Monday 5 August 2013

Awake at 4.24 and unable to sleep

I feel unsettled, a little sick, dizzy and shaky.
I think the last couple of days have taken its toll on my body and mind.
I have missed my time with Jesus and as I have been lying here I have really been thinking about his love.
I need to absorb more and see myself as Jesus See's me.
My mind is racing. And I just can't switch off.
I also think I'm a little dehydrated. Which doesn't help with my mind and thoughts.
I am listening to kirk franklins imagine me on loop. A powerful song and a great reminder of his love for me.
I feel out of the loop being away for 2 weeks.
I have missed fellowship.

The great thing about a holiday is you have time to think.
This I have lacked when being bogged under with daily routine.
All the baggage is left at your front door as you step out on your two week journey.
Obviously it takes a few days just to unwind and try and relax, but when I did it was bliss.
I am going to make a few changed now home.
And it's good to be home.
To sleep in my own bed. (Not that I'm sleeping)
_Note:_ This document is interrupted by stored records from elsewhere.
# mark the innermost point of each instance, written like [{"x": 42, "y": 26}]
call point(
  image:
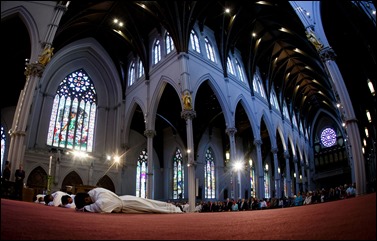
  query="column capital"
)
[
  {"x": 231, "y": 131},
  {"x": 188, "y": 114},
  {"x": 327, "y": 54},
  {"x": 274, "y": 150},
  {"x": 34, "y": 69},
  {"x": 258, "y": 142},
  {"x": 149, "y": 133}
]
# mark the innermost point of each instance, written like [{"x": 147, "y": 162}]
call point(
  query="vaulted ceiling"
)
[{"x": 287, "y": 61}]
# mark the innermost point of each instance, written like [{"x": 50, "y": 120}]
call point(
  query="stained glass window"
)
[
  {"x": 266, "y": 184},
  {"x": 141, "y": 174},
  {"x": 73, "y": 113},
  {"x": 178, "y": 176},
  {"x": 157, "y": 52},
  {"x": 3, "y": 141},
  {"x": 169, "y": 43},
  {"x": 210, "y": 51},
  {"x": 209, "y": 175},
  {"x": 252, "y": 180},
  {"x": 328, "y": 137},
  {"x": 131, "y": 74},
  {"x": 194, "y": 41},
  {"x": 230, "y": 66}
]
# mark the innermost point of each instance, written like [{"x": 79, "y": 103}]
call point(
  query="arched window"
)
[
  {"x": 274, "y": 101},
  {"x": 240, "y": 72},
  {"x": 266, "y": 182},
  {"x": 140, "y": 69},
  {"x": 141, "y": 174},
  {"x": 73, "y": 113},
  {"x": 178, "y": 175},
  {"x": 169, "y": 43},
  {"x": 230, "y": 66},
  {"x": 131, "y": 74},
  {"x": 209, "y": 175},
  {"x": 156, "y": 52},
  {"x": 294, "y": 120},
  {"x": 252, "y": 178},
  {"x": 194, "y": 41},
  {"x": 209, "y": 49},
  {"x": 285, "y": 111},
  {"x": 3, "y": 141}
]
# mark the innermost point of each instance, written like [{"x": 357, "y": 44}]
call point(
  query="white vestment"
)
[{"x": 105, "y": 201}]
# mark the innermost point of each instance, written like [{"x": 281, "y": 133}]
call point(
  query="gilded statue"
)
[
  {"x": 313, "y": 39},
  {"x": 187, "y": 100},
  {"x": 46, "y": 55}
]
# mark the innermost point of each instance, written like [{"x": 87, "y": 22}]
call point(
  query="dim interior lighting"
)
[
  {"x": 227, "y": 155},
  {"x": 368, "y": 116},
  {"x": 371, "y": 88}
]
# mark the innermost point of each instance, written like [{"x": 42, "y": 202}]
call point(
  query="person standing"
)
[{"x": 19, "y": 183}]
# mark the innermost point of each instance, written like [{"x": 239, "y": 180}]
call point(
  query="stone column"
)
[
  {"x": 288, "y": 175},
  {"x": 188, "y": 115},
  {"x": 260, "y": 174},
  {"x": 297, "y": 183},
  {"x": 276, "y": 172},
  {"x": 150, "y": 181},
  {"x": 231, "y": 133},
  {"x": 347, "y": 112}
]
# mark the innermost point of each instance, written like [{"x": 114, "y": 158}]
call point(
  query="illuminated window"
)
[
  {"x": 178, "y": 175},
  {"x": 328, "y": 137},
  {"x": 194, "y": 41},
  {"x": 131, "y": 74},
  {"x": 141, "y": 174},
  {"x": 210, "y": 51},
  {"x": 209, "y": 175},
  {"x": 157, "y": 52},
  {"x": 73, "y": 113},
  {"x": 3, "y": 141},
  {"x": 169, "y": 43}
]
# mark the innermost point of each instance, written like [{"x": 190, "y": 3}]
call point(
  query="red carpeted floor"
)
[{"x": 349, "y": 219}]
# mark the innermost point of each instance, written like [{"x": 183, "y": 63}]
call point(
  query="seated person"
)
[
  {"x": 101, "y": 200},
  {"x": 68, "y": 201},
  {"x": 54, "y": 199}
]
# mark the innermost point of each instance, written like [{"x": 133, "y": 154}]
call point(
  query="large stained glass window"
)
[
  {"x": 328, "y": 137},
  {"x": 178, "y": 175},
  {"x": 252, "y": 179},
  {"x": 73, "y": 113},
  {"x": 209, "y": 175},
  {"x": 266, "y": 183},
  {"x": 141, "y": 174},
  {"x": 3, "y": 141}
]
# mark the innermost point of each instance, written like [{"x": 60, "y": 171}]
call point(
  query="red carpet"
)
[{"x": 350, "y": 219}]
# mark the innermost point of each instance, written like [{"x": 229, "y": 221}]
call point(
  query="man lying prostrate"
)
[
  {"x": 101, "y": 200},
  {"x": 68, "y": 201},
  {"x": 40, "y": 199},
  {"x": 54, "y": 199}
]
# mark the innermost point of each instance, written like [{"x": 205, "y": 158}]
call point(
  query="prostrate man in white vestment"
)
[{"x": 101, "y": 200}]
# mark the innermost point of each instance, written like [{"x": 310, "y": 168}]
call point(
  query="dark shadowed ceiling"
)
[{"x": 299, "y": 77}]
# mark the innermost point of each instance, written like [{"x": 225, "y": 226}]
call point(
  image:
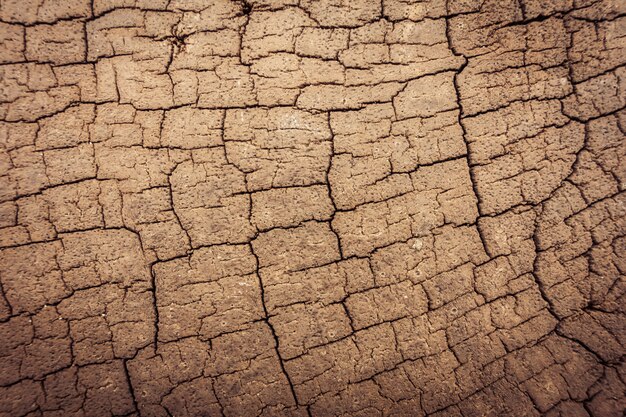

First thing i am going to do is have a huge clear out.
De clutter
Spring (summer) clean
Breath some fresh air into our house.

Living with just a suitcase reminds me of how easy it is to live with little and how I just don't need 'stuff'

Second I'm going to learn Italian as I am going to Rome in January for my birthday.

And then after that. Who knows but I really enjoyed reading some books again whilst I was away.